L’hypothèse d’un « retour à la nature » n’est pas alternative au capitalisme, elle en découle bien plutôt, et lui est symétrique, parce qu’elles ont en commun une « domestication » intégrale de la nature. On en revient – ici comme ailleurs – revient au problème de la production : comment ferons-nous pour inventer des valeurs et à organiser une force qui permettent de déraciner la production hors du développement capitaliste ; mais aussi : comment ferons-nous pour l’arracher à toutes les utopies parasitaires de la décroissance ? Le commun se situe sur ce terrain.

7) Deux hypothèses de travail, pour finir.
Il faudrait recommencer à étudier la planification – surtout celle de l’époque soviétique – parce qu’il y vivait sans doute l’utopie d’une « approximation » ou d’un voisinage avec le commun.
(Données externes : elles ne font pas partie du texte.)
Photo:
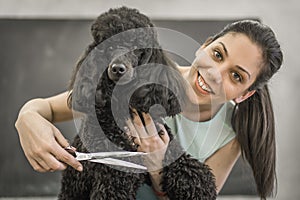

Le thème du commun en tant que « troisième genre » doit en effet tenir compte de la crise du public et il faut que nous insérions notre recherche précisément là où la crise du public est la plus forte – or la planification soviétique a représenté de ce point de vue la pointe aiguë de la crise d’un public porté à sa dimension extrême.
Au-delà de cela, il faudrait revenir également, d’un point de vue politiquement, aux nouvelles technologies informatiques, afin reprendre celles-ci à la lumière de ce nœud dont il nous faut venir à bout : la construction démocratique du commun.